Facebook


Find us on Facebook!

To keep updated like our page at:

Or on Twitter:
@MusipediaOMetal

Or E-mail us at:
musipediaofmetal@gmail.com

Friday, 19 June 2026

Review: Liminal Sky – All Tomorrows Darkness By Rick Eaglestone

Liminal Sky – All Tomorrows Darkness (Karisma Records) [Rick Eaglestone]



Some albums arrive with the weight of lived experience so palpable you feel it before the first note has fully sounded. All Tomorrow’s Darkness, the debut record from Liminal Sky, is one of those albums. It does not ask for your attention so much as quietly command it, drawing you into a sound that is vast, still, and saturated with the kind of grief that does not resolve — only changes shape over time.

The darkness named in the title is not metaphorical. It is the specific, inescapable darkness of losing someone suddenly, or gradually, or both at once.

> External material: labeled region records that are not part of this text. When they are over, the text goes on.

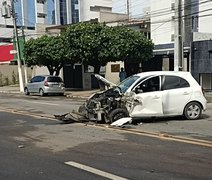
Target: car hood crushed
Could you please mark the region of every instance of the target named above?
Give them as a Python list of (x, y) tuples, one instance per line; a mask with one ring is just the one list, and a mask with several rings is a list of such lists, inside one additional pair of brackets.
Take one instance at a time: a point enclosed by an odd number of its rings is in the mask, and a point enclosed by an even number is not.
[[(79, 107), (78, 111), (66, 113), (64, 115), (55, 115), (59, 120), (69, 121), (95, 121), (113, 123), (119, 119), (125, 118), (120, 123), (126, 123), (131, 120), (129, 112), (126, 108), (126, 98), (118, 85), (108, 81), (102, 76), (95, 74), (95, 77), (104, 85), (104, 89), (91, 95), (87, 101)], [(126, 120), (126, 117), (128, 119)], [(113, 124), (112, 124), (113, 125)]]

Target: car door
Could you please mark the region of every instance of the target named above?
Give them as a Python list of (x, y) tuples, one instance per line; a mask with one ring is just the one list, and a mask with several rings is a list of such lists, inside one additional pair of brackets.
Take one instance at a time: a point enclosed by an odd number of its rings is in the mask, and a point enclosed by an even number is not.
[(34, 92), (39, 93), (40, 88), (43, 86), (44, 76), (38, 76), (36, 82), (34, 83)]
[(131, 117), (162, 116), (161, 77), (145, 79), (133, 89), (131, 106), (128, 107)]
[(165, 115), (181, 115), (192, 95), (192, 88), (187, 80), (174, 75), (162, 78), (163, 112)]
[(29, 92), (35, 92), (35, 82), (37, 81), (38, 76), (33, 77), (27, 84)]

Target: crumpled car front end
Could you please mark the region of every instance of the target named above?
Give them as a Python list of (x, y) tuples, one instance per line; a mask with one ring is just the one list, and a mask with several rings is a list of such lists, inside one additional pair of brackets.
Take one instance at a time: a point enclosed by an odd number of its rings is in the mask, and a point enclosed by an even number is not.
[(114, 110), (124, 109), (125, 114), (123, 115), (122, 113), (122, 116), (128, 116), (125, 105), (122, 102), (122, 96), (123, 94), (118, 87), (97, 92), (79, 108), (79, 112), (92, 121), (113, 122), (114, 117), (112, 115)]

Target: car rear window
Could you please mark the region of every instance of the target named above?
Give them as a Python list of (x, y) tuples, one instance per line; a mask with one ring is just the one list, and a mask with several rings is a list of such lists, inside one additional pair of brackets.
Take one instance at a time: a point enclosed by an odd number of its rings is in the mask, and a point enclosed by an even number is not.
[(62, 82), (62, 79), (60, 77), (55, 76), (55, 77), (48, 77), (47, 81), (48, 82)]

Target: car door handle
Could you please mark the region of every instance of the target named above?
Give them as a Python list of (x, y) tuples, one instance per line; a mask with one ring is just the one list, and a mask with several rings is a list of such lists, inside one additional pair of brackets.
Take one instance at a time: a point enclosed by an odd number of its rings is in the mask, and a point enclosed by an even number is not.
[(189, 95), (189, 92), (184, 92), (183, 95)]

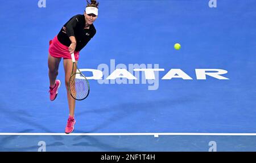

The album opens with Some Other Time, the first single, a song written in the shadow of two kinds of loss running simultaneously, one sudden, one slow. McNerney’s vocal performance sets the tone immediately: this is not the tortured expressionism of extreme music, nor the confessional rawness of singer-songwriter territory. It occupies a more unsettled, indeterminate space, grief rendered as atmosphere rather than statement.

A Solitary Future introduces Kristoffer Rygg to proceedings, and the fit is intuitive. There is something in the Ulver vocalist’s delivery that has always suggested enormous distance — the sense of someone observing suffering from within it, simultaneously inside the emotion and removed from it. That quality serves the track’s exploration of mental solitude and the inability to outrun one’s own mind with quiet devastating effect.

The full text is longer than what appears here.